Talk to anyone about Stewart for a few minutes, and the same themes quickly show up. He’s a great rider. He loves his job. He’s kind to his horses. He’s the nicest person you’ll ever meet.
“He really deserves all the success he has,” said Susan Weisman, whose daughter Krista has ridden with Stewart for eight years. “He’s just genuinely a nice, nice man. He doesn’t have one set system—he’s very individual for what each horse needs.”
“I think people stay with him because he’s 100 percent honest,” added Brigid Colvin, Victoria Colvin’s mother. “He chooses good horses and stands behind them. When a customer comes, he stays. And that’s rare.”
But his knack for finding high quality horses and the ability to keep his clients happy are just two reasons Stewart’s become one of the top hunter riders—he’s also extremely skilled in the saddle, honing his techniques by sitting on as many as 14 horses a day.
All that practice time has paid off. In 2010, Stewart topped his fourth Professional World Championship Hunter Rider Final at Capital Challenge (Md.) and was named Leading Hunter Rider at Devon (Pa.) for the eighth consecutive year. He keeps his show schedule light, but picked up tricolors numerous weeks at the FTI Winter Equestrian Festival (Fla.) and at Capital Challenge (Md.), Devon (Pa.), the Upperville Colt & Horse Show (Va.) and the Hampton Classic (N.Y.). With Summer Place, owned by longtime client Glen Senk’s Fashion Farm, he finished second in the $100,000 The Chronicle Of The Horse/USHJA International Hunter Derby Finals (Ky.).
“I would have to say either doing well in the hunter derby or winning the WCHR class for the fourth time was the highlight of my year,” Stewart said. “It had been a while since I won it last time.”
But Stewart doesn’t just take chances on horses. He also took a chance on a junior rider about five years ago and ended up with another winner. When Victoria Colvin came to his barn from Sharon Cole, he saw an innate talent and recruited her to ride some of his ponies. This year Colvin finished fourth in the $100,000 The Chronicle Of The Horse/USHJA International Hunter Derby Finals but also earned championships at WEF, Capital Challenge, the Pennsylvania National, USEF Pony Finals (Ky.) and Devon. Not bad for a 12-year-old.

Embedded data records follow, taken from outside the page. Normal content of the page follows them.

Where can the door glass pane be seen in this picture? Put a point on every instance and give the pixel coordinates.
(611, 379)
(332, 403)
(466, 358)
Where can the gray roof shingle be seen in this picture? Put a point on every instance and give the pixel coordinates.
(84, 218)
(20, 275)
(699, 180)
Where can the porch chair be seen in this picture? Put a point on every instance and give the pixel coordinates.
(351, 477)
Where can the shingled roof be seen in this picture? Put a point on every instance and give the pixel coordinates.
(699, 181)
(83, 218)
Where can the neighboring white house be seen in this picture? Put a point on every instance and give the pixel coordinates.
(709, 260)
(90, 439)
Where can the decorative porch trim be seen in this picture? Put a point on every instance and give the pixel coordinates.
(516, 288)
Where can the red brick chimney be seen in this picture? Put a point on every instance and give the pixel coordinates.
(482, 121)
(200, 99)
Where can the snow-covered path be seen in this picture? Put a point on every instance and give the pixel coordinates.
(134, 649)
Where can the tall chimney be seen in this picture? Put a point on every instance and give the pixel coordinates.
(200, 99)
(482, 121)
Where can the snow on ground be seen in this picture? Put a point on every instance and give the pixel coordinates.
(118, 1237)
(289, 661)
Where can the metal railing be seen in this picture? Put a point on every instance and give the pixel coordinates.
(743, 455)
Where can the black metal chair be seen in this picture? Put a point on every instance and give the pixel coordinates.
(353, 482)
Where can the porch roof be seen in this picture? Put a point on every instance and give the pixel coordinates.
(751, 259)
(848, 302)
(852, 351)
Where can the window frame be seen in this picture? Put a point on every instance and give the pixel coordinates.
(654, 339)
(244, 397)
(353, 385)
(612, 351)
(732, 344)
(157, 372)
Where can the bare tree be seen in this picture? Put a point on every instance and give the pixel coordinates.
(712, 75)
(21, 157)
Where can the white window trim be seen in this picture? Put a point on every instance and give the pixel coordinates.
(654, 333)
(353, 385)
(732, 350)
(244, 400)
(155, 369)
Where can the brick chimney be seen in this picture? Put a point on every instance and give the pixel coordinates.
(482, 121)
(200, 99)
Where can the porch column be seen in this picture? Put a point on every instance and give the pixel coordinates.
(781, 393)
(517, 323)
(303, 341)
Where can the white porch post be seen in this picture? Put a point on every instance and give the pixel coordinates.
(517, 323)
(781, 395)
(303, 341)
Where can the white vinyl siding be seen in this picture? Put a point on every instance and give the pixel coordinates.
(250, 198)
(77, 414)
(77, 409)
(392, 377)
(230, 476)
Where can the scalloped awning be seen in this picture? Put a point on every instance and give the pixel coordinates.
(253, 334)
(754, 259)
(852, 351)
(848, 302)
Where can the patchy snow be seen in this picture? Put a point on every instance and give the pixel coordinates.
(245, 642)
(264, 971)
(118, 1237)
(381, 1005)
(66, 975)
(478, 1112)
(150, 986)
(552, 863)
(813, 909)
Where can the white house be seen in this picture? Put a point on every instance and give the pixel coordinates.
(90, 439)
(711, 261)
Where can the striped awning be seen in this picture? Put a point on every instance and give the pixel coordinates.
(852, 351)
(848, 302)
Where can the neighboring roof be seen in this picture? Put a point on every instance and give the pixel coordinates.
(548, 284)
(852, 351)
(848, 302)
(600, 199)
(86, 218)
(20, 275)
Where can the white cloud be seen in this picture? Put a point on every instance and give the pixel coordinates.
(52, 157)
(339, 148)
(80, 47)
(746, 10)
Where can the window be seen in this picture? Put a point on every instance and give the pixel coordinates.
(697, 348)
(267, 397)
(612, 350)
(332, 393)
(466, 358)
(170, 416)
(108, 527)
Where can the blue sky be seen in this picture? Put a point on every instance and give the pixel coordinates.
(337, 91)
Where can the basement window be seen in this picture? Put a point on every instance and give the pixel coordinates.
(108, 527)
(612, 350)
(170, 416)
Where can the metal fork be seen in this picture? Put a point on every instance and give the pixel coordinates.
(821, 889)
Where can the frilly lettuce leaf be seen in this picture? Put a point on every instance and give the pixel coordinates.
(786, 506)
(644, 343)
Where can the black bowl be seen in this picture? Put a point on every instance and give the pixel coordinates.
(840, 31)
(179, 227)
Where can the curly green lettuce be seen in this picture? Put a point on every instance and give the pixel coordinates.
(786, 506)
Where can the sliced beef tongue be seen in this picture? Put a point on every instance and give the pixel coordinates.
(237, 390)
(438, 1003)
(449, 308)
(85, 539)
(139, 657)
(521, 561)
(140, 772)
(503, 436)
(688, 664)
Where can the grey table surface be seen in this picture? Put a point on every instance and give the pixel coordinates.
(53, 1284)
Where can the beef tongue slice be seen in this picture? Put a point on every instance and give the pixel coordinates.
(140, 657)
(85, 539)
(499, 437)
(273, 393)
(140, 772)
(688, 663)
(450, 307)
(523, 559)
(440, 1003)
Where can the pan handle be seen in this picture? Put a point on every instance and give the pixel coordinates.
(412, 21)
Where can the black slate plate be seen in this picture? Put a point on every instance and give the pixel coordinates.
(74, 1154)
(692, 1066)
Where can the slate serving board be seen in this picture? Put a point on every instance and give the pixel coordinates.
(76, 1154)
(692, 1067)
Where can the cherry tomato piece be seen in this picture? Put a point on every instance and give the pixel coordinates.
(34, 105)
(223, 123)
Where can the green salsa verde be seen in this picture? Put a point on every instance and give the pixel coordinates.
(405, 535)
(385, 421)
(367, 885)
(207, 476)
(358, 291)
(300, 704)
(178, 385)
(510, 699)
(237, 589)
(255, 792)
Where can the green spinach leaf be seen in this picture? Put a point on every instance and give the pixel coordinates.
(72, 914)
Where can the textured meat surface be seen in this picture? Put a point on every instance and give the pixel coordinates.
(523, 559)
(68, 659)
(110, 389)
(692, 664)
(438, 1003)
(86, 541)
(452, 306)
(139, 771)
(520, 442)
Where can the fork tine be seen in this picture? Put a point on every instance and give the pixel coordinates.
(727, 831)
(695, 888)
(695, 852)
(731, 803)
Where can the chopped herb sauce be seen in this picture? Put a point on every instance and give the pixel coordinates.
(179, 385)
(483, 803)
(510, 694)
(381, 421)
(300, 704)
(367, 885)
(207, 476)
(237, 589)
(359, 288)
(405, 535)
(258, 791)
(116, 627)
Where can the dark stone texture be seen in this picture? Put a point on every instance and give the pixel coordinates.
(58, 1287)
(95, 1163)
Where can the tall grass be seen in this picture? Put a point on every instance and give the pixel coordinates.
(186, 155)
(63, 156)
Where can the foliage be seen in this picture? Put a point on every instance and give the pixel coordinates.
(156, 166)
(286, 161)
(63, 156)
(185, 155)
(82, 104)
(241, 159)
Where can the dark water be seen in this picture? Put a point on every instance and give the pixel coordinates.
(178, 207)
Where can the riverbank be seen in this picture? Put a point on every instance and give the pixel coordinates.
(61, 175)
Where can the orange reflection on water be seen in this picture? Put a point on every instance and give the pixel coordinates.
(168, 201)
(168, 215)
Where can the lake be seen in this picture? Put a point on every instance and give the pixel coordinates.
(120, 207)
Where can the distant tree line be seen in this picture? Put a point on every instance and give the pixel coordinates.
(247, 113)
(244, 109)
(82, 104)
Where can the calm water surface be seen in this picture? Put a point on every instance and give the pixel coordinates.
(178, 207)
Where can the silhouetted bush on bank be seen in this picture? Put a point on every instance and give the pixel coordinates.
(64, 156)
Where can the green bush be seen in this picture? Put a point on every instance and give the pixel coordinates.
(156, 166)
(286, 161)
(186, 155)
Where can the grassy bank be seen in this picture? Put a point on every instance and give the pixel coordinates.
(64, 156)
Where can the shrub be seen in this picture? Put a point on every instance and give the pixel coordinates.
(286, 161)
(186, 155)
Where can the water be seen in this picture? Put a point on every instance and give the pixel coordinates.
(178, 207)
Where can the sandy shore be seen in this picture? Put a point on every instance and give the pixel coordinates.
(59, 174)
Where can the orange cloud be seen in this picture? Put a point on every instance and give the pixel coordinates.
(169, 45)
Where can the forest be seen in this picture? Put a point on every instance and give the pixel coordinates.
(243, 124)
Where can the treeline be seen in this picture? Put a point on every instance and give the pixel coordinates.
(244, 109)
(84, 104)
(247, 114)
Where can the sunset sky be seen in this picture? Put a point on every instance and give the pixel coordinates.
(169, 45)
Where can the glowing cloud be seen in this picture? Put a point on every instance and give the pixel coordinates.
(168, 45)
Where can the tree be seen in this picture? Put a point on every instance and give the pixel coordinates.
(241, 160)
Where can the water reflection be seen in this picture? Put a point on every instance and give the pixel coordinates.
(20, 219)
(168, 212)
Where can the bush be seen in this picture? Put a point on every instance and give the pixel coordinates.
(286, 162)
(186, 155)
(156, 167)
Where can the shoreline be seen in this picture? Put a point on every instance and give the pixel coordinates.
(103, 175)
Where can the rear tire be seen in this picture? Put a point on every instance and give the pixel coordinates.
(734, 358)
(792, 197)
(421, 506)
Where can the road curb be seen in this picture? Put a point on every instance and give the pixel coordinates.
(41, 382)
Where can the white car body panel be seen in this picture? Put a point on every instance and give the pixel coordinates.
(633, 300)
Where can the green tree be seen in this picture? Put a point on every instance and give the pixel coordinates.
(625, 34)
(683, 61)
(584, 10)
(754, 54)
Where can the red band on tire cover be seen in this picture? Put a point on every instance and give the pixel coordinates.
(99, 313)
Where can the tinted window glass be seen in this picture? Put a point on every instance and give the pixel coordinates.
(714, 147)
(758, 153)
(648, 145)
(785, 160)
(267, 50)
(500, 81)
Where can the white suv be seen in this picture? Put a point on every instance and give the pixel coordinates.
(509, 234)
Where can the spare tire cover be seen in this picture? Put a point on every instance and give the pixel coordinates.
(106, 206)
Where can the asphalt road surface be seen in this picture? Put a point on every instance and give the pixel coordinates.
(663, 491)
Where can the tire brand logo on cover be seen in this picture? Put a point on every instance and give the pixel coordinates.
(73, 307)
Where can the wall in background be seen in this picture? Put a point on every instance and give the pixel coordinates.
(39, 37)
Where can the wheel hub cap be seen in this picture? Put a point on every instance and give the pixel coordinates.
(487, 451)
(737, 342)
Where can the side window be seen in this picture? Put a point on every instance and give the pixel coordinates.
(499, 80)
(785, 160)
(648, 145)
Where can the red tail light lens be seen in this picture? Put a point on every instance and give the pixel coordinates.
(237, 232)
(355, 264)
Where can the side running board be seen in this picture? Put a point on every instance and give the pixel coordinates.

“She’s always been really dedicated, even five or six years ago on small ponies,” said Stewart. “Her parents did all the groundwork with her, and it was just a matter of getting her on a lot of horses. She’s really patient, and the horses and ponies love her. She’s really one of a kind. She can get the horses to jump better than anybody. It’s really a nice gift to see her ride all the young horses and ponies.”